Recently, a unique AI capability evaluation was launched on the "Minecraft" platform, attracting a lot of attention. This test, initiated by developer adi and nicknamed "the only reliable AI evaluation benchmark", allowed the new and old versions of the Claude3.5 Sonnet model to start a construction PK in the game. The new version of Sonnet3.6 showed impressive performance. strength. The editor of Downcodes will give you an in-depth understanding of this unique competition in AI capabilities, as well as the technical details and future prospects behind it.
Recently, a unique AI capability evaluation was launched on the "Minecraft" platform, attracting a lot of attention. The old and new versions of Claude 3.5 Sonnet started building PK in the game, showing obvious differences in capabilities. The performance of the new version (tentatively called Sonnet 3.6) was particularly eye-catching.
This test initiated by developer adi is dubbed as the only reliable evaluation benchmark. Evaluation benchmark researcher Aidan McLau believes that this method just meets the needs of current AI evaluation, and points out that aesthetic ability is closely related to intelligence level. The project quickly gained support from the open source community, and the relevant code has been online on GitHub.

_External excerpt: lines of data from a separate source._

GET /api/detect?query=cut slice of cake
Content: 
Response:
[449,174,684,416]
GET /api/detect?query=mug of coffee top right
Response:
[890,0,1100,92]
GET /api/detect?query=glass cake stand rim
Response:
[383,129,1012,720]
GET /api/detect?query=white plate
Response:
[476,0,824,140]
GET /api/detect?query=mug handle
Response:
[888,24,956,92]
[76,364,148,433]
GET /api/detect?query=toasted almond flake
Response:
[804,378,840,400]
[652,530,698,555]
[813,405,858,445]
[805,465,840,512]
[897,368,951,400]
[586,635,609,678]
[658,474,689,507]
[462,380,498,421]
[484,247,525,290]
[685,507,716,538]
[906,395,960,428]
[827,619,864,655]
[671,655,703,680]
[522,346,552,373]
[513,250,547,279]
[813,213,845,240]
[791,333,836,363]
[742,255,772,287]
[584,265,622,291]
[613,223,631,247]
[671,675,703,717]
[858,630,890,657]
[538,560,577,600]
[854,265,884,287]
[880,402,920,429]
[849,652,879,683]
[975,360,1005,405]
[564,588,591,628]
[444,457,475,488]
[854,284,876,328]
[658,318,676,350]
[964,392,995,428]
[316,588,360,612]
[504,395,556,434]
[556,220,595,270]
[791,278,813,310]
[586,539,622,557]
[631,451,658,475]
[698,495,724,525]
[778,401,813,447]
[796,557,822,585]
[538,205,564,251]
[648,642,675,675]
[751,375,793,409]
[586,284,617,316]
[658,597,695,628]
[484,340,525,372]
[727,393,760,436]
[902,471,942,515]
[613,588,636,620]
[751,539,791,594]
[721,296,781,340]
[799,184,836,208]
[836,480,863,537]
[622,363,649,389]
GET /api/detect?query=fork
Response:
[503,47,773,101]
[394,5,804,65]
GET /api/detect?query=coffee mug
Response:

The test results show that each major model shows a unique personality:
Sonnet3.6 is slightly better in terms of creativity and received votes from more than 2,000 netizens.
Although OpenAI's o1-preview is slow to build, it performs well when restoring real buildings (such as the Taj Mahal)
o1-mini is unable to complete related tasks
Llama3405B built a diamond wall over a fire pit that symbolizes self
Alibaba’s Qwen2.5-14B also showed great strength
It is worth noting that the construction process of AI in the game does not rely on visual understanding or direct control of input devices, but provides context and generates operation instructions in the form of text, similar to playing blind chess. Technical implementation mainly relies on:
mineflayer open source library: Convert AI-generated instructions into executable API calls
mindcraft open source library: provides common prompt words and examples, and supports various models to be connected to the game
The project team plans to further improve this evaluation mechanism and create a scoring system similar to Lmsys Arena, using the Elo algorithm to rank based on human user votes. It is reported that the complete test environment can be set up in just 15 minutes.
This novel evaluation method not only demonstrates the creativity of AI, but also provides a new perspective for the objective evaluation of large model capabilities. Just as o1-preview chose to build a robot and spell out the words GPT during free play, AI seems to have begun to show its own personality in this virtual world. As more models are added to the test, this classic game is becoming a unique platform to witness the development of AI.
Video tutorial:
https://x.com/mckaywrigley/status/1849613686098506064
Open source code:
https://github.com/kolbytn/mindcraft
https://github.com/mc-bench/orchestrator
Through this unique Minecraft AI construction competition, we saw the different performances of AI in creativity and problem-solving abilities. This test provides a new idea for AI capability assessment, and also indicates that AI technology will have broader development space in the future. We look forward to more models joining in to witness the miracles created by AI in "Minecraft"!